Reservas de furia constituyen la materia prima de un humor vigoroso y levemente amargo.

 

Lo cercano y banal dispara reflexiones en un tono coloquial y desacralizador. La historia de una juventud puede contarse a través de una colección de carteras de marca y los emblemas de distinción que representan; mientras tanto, la célebre escultora Louise Bourgeois se convierte en "la francesa de las arañas gigantes", y la pintora japonesa Yayoi Kusama en "la china psicótica que veía lunares rojos en el aire y en todas partes". Decían Marx y Engels en El 18 de Brumario de Louis Bonaparte que "regalar y robar constituyen toda la ciencia financiera del lumpenproletariado". Los regalos y los robos son los que hacen circular los objetos en estas crónicas, desde las clases superiores hacia las inferiores; el único don ascendente (el del poema) se frustra. La cartera recibida de una europea rica será dada por el marido años después a la empleada doméstica paraguaya.

La historia es tan vieja como el mundo... del arte. La artista C. admira a la artista T. Según Freud, la admiración constituye una formación reactiva, un mecanismo de defensa para ocultar la envidia en el inconsciente. La artista C. no logra nada con sus acercamientos infantiles a la artista T.; decepcionada, C. se contenta con hacerle de chaperona para garantizar (y regodearse en observar) un patético fracaso en la vida amorosa de T., triunfando al fin donde ella fracasa y expresando su superioridad moral sobre T., mediante algún grado de control sobre su propio... vómito. No conforme con lo cual, C. narrará todo en un estilo de sobreexposición autobiográfica similar al de T.

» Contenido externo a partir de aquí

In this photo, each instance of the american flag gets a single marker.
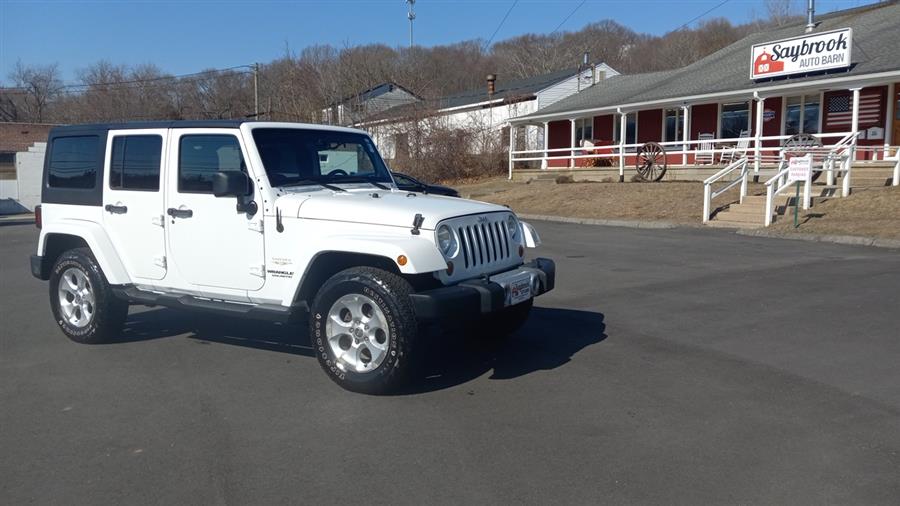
(840, 110)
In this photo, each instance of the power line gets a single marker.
(161, 78)
(700, 16)
(567, 17)
(488, 43)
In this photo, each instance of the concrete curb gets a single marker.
(849, 240)
(607, 223)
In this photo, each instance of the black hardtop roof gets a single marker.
(135, 125)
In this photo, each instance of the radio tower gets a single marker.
(411, 15)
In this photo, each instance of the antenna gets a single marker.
(411, 16)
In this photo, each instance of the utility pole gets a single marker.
(256, 90)
(411, 15)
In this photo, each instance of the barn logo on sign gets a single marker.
(801, 55)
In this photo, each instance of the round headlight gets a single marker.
(512, 226)
(446, 241)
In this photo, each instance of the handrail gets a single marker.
(709, 194)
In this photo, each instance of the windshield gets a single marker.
(293, 156)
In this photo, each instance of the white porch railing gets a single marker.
(709, 194)
(837, 159)
(620, 152)
(776, 184)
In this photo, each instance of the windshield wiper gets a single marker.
(303, 182)
(359, 179)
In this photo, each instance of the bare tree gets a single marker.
(39, 86)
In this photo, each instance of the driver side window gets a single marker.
(201, 156)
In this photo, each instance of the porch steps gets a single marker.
(752, 211)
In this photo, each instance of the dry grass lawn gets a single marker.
(866, 212)
(675, 202)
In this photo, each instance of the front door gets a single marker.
(210, 242)
(133, 201)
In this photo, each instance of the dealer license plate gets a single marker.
(519, 290)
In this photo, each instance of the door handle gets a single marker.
(179, 213)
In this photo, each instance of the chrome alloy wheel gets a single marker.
(76, 297)
(357, 333)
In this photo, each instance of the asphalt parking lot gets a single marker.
(680, 366)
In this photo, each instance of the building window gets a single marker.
(135, 163)
(201, 156)
(674, 124)
(7, 165)
(735, 119)
(801, 115)
(584, 130)
(73, 162)
(630, 128)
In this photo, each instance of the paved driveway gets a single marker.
(671, 367)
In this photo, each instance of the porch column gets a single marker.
(854, 127)
(622, 126)
(546, 144)
(685, 133)
(757, 142)
(512, 147)
(888, 122)
(572, 144)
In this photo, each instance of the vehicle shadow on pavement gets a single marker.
(549, 339)
(448, 357)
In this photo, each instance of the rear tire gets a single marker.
(363, 327)
(81, 300)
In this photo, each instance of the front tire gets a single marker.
(81, 300)
(363, 328)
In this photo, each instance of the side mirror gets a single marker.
(231, 184)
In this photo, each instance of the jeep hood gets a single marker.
(394, 208)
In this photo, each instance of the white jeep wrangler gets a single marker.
(274, 221)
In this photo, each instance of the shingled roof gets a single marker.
(876, 48)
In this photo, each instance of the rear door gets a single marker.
(133, 200)
(210, 242)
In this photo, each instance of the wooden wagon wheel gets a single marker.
(799, 145)
(651, 162)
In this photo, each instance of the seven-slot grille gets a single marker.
(484, 242)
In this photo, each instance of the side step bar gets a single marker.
(269, 312)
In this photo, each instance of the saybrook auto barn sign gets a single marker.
(800, 55)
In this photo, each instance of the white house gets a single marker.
(379, 98)
(486, 110)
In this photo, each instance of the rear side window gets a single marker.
(135, 163)
(201, 156)
(74, 162)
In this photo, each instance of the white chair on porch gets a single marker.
(739, 150)
(705, 149)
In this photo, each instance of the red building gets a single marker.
(838, 83)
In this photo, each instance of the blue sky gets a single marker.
(183, 36)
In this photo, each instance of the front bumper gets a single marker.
(481, 296)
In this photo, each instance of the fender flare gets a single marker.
(96, 239)
(422, 256)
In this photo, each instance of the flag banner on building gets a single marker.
(839, 111)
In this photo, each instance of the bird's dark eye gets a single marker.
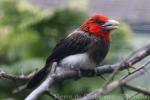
(99, 22)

El inferior del relato queda atrapado en el lugar del niño eterno e impotente; el superior goza, pero su corrupción o falsedad son denunciadas por una cronista que busca compensar su inferioridad con inocencia o venganza justa. Salvo por unas asociaciones fraternas que devienen en emprendimientos culturales y comerciales (el taller literario con Santiago Llach; la galería con Fernanda), el espacio social que se describe en este libro está rígidamente estratificado. Como escritora, Pavón se siente injustamente superior a sus alumnos de taller. Pero, como artista, la sientan a la mesa de los "de segunda línea", mientras la admirada inglesa que ella tradujo se emborracha hasta la inconsciencia: "Unos momentos después, Tray desplomó su cabeza sobre la mesa y se quedó dormida". Un momento, ¿no era "Trish"?

El lapsus revelador delata el exposé que iba a ser el "cuento", donde no todas las huellas se borraron y quedó una. "Trisha Erin" es una deformación del nombre de Tracey Emin, quien aparece al comienzo tratando al museo de "cagadero tercermundista" y con el mismo vestido que luce en la tapa de Proximidad del amor, el libro de sus crónicas que Pavón tradujo para la editorial Mansalva. El título del libro se menciona en el relato y sirve de pista. El nombre institucional del Museo Nacional de Bellas Artes encubre el del Museo de Arte Latinoamericano de Buenos Aires (MALBA), donde expuso Emin. Así que "Alexander" posiblemente sea el nombre ficticio de Marcelo Pacheco. De estos tiernos canibalismos está hecha la historia del arte y de la literatura; sepan los lectores que es por pudor que no se les cuenta todo. Y cuando éste falta es que el relato se pone más interesante.